Start year of presidency: 1999
End year of presidency: 2000
Richard Cooke was acting President of the College for eight months following the tragic death of Professor David Baum, having previously been Vice-President with special responsibility for science and research, and chairman of the Academic Board. He was particularly interested in developing College policies based on evidence-based medicine.
He qualified in medicine at Charing Cross Hospital Medical School, London in 1971 after a year in Pakistan and India on a Nuffield Travelling Scholarship in Tropical Medicine. After early jobs in London at the Hammersmith and Hospital for Sick Children, he worked for his MD at Oxford, researching neonatal cerebral blood flow. Following two years as a staff paediatrician in paediatric cardiology at Sophia Children’s Hospital, Rotterdam, he returned to Liverpool in 1980 to take up a senior lectureship in neonatal medicine. He began to develop the neonatal intensive care service from small beginnings which grew to being the largest in the UK. In 1988 he was appointed to the first chair in neonatal medicine, and later to head of the Department of Child Health in Liverpool, which role he filled until 2001.
Early research interests included the aetiology and prevention of cranial haemorrhage in the preterm, and the development of real-time ultrasound for the diagnosis of brain damage in the newborn infant. Later interests included the use of routinely collected data in neonatal epidemiology, long-term follow-up and school performance in those born preterm. Poor post-neonatal head growth was identified as being strongly associated with poorer developmental outcome and found to relate to early nutrition. Subsequently, this has been shown to be correctible by better early feeding methods.
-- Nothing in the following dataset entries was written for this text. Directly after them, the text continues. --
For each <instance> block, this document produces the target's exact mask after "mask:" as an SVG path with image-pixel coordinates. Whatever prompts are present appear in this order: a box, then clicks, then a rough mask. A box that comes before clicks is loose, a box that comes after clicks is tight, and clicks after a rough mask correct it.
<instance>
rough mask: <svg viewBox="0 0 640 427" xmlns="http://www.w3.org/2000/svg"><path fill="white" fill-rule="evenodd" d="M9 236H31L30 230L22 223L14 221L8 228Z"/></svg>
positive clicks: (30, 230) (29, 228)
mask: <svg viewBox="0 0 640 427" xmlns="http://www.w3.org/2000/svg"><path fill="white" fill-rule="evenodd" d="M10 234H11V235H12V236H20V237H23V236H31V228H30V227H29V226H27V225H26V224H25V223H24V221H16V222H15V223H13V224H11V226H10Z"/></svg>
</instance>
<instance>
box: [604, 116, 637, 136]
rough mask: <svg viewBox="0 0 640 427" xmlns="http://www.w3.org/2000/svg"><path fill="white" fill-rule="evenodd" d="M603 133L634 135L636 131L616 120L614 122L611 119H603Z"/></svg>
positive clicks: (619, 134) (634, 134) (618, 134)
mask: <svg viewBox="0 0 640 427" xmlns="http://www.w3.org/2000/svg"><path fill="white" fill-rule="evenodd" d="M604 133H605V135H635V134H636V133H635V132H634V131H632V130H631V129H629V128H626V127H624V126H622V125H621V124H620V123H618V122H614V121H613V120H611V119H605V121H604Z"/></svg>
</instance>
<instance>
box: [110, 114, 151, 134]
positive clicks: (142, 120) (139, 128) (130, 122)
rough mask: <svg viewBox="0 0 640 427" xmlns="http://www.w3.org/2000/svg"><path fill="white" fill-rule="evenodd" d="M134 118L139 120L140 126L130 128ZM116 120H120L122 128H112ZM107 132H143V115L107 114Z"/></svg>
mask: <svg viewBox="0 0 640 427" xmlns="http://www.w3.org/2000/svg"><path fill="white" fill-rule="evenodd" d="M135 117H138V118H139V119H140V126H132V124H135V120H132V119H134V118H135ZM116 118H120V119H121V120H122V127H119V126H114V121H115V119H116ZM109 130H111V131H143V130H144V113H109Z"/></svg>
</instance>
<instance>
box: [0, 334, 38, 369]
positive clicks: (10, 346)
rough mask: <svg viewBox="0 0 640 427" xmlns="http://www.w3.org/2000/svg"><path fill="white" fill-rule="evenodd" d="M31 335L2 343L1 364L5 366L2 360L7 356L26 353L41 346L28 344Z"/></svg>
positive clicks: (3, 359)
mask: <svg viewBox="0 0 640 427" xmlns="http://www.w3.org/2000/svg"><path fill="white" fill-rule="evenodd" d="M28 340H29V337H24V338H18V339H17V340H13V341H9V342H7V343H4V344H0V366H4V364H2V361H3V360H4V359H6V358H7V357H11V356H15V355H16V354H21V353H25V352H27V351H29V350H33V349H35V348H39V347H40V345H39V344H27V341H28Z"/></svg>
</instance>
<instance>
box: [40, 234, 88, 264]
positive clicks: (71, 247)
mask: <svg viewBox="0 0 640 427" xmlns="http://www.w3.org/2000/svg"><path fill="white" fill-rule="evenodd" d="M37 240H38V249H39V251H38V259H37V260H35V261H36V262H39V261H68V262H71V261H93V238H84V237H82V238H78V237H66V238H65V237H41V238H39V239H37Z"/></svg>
Professor Cooke was also President of the Paediatric Research Society, the Neonatal Society and the British Association for Perinatal Medicine. Between 2005 and retirement he was Director of Studies for the Final Year MBBS, Liverpool.
Following retirement in 2012, apart from continuing association with several clinical trials, he has worked for and been awarded an MA in medieval studies and subsequently worked for a PhD.